第85話 敬虔と過激は紙一重

「……なぁ、ヴァル。何を作ってるんだ?」


 机に並べられたモノを見て、呆然とした顔と声で、ディジェムが俺を問う。


「ん? ちょっと現実逃避がしたくて、魔石に魔法付与中。ちなみに付与してるのは属性魔法攻撃上昇と属性魔法防御、物理攻撃上昇と物理攻撃低下、自動回復と速度上昇だよ」


「何で、そんなのものをまた……」


「ヘリオトロープ公爵とシュヴァインフルト伯爵、セレスティアル伯爵から頼まれてたのを思い出してね。色々と心が荒れそうだから落ち着けようと思って、無心で作ってるところだよ」


「荒れる……まぁ、気持ちは分かるけどさ……」


 無心で魔石に魔法付与をしている俺を見て、ディジェムが溜め息混じりに頷く。

 机にはそれぞれの効果を付与した魔石を分けて、箱に置かれている。

 ちなみに魔石は前世のビー玉大くらいの大きさだ。

 俺が無心で魔石に魔法付与をしているのには理由がある。

 一つ目は先程、ディジェムに言ったようにヘリオトロープ公爵とセレスティアル伯爵から頼まれたから。

 二つ目は心を落ち着けたかったから。

 三つ目は魔法学園の授業と授業の間の休憩時間、昼休憩、放課後、あらゆる休憩時間にチェルシー・ダフニーが俺にちょっかいを掛けてくるストレスを発散したかったからだ。


『二つ目も三つ目も同じ理由ではないか、リオン』


 念話で紅がツッコミを入れる。


『いやいや、心を落ち着けたいとストレス発散は同じじゃないよ。元の原因が一緒なだけ』


『屁理屈だろう……』


「ヴァル様。何故、父達に頼まれたのですか?」


 ヴォルテールが魔法付与している俺の手をじっと見つめながら、聞く。


「それぞれの効果を付与した魔石を一つずつ宮廷魔術師団に見本として渡して欲しいってセレスティアル伯爵から言われたのと、残りは騎士団に渡して欲しいってシュヴァインフルト伯爵から言われたんだ。まぁ、念の為のグラファイト帝国対策だって、ヘリオトロープ公爵が言ってたよ」


「シメント君の件、ですか?」


 アルパインも興味津々に付与したたくさんの魔石を見つめながら聞く。

 肝心のシメントはまだ魔法学園に復帰出来ていない。というのも、栄養面で十五歳の少年の身体付きではないと判断され、王家専属の医師から止められたからだ。あの状態で、よく魔法学園へ通い、公式戦の代表に選ばれたなと医師は言っていた。

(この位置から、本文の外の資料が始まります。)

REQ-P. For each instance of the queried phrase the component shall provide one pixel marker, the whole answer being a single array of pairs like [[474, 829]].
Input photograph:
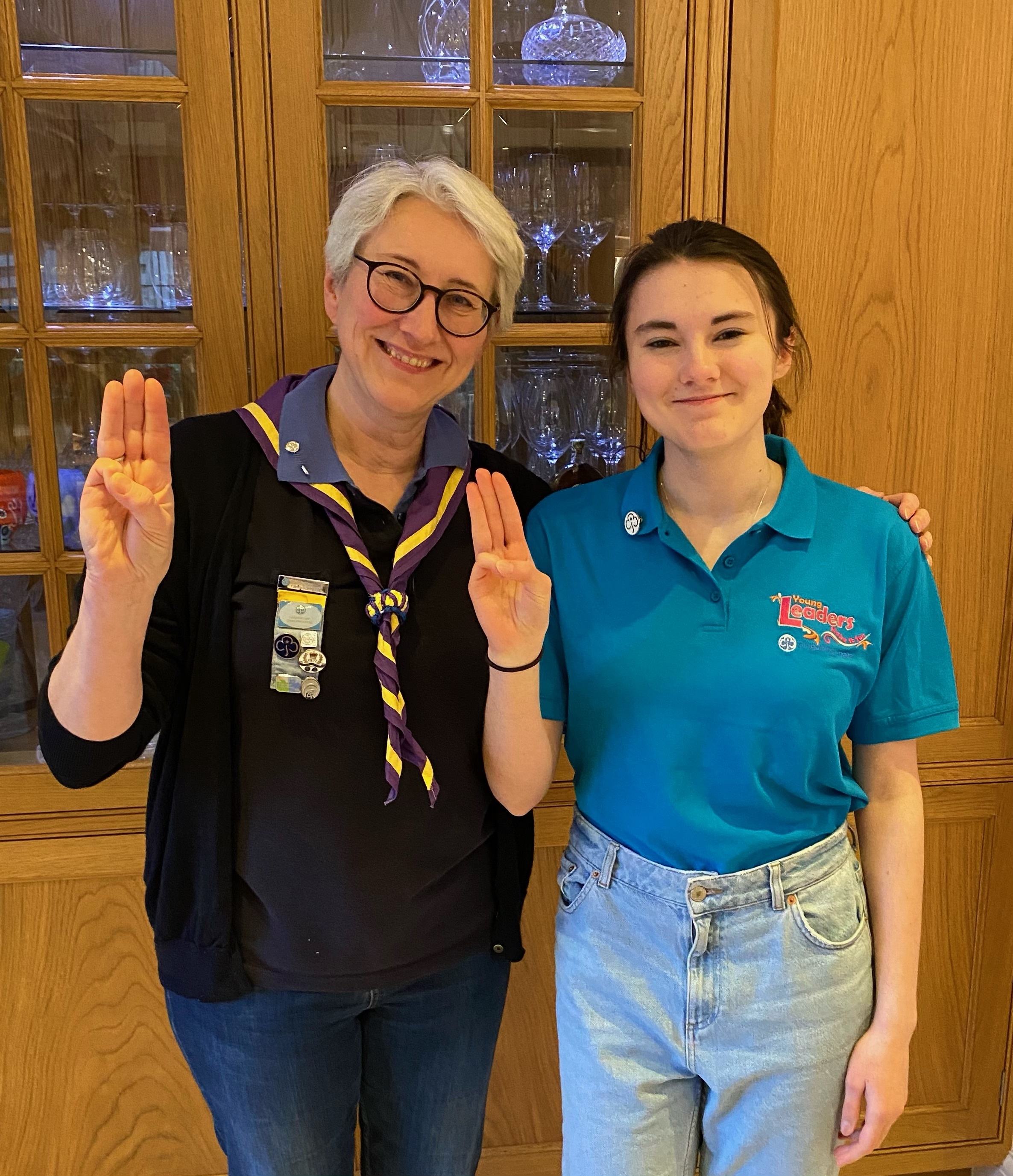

 なので、シメントは王城の南館でサイプレスとお留守番だ。日中、俺がいない南館に侵入するような者はいないとは思うが、魔法を司る神のサイプレスが一緒なので、大丈夫だろう、とは思う。萌黄もいるし。


「まぁね。グラファイト帝国としては、今、完全にカーディナルとエルフェンバインに疑われているから動くのは得策ではないと分かってるとは思うけど、ヘリオトロープ公爵の話だと、今の皇帝が残念らしいからねぇ……。備えあれば憂いなし、だね」


「成程……。でも、ヴァル様のご負担が多くありませんか?」


 魔法付与しているのを初めて見たらしい、アッシュが心配そうに俺を見る。


「心配してくれてありがとう、アッシュ。このくらいは大丈夫。セレスティアル伯爵より魔力量が多いらしいし、こういう作業好きなんだよね」


「ああ、好きそうだよな、ヴァル。俺達に渡してくれた物理と魔法結界、状態異常無効のアクセサリーも、本当に手作り? ってぐらいに細かいし」


「ただの、素人の趣味だよ。褒めても何も出ないよ」


 ちょっと照れ臭くなり、耳が赤くなった。

 それをディジェムに見つけられ、ニヤリと笑われたが、何も突っ込まれなかった。












「ヴァル君。それは甘いわね」


「ローズ伯母上。どういう意味ですか?」


「現、グラファイト帝国の皇帝は残念な上に、面倒臭いから、備えは十全に、万全にした方がいいわ」


 ディジェム達がそれぞれの邸や寮に戻り、一人で黙々と魔石に魔法付与をしていたところに、タンジェリン学園長とウィステリアがやって来た。

 気が付けば、夕暮れだった。


「あの、タンジェリン学園長。グラファイト帝国の皇帝をご存知なのですか?」


 ソファに座って、俺の魔法付与を楽しそうに見ていたウィステリアが、対面に座るタンジェリン学園長に目を向ける。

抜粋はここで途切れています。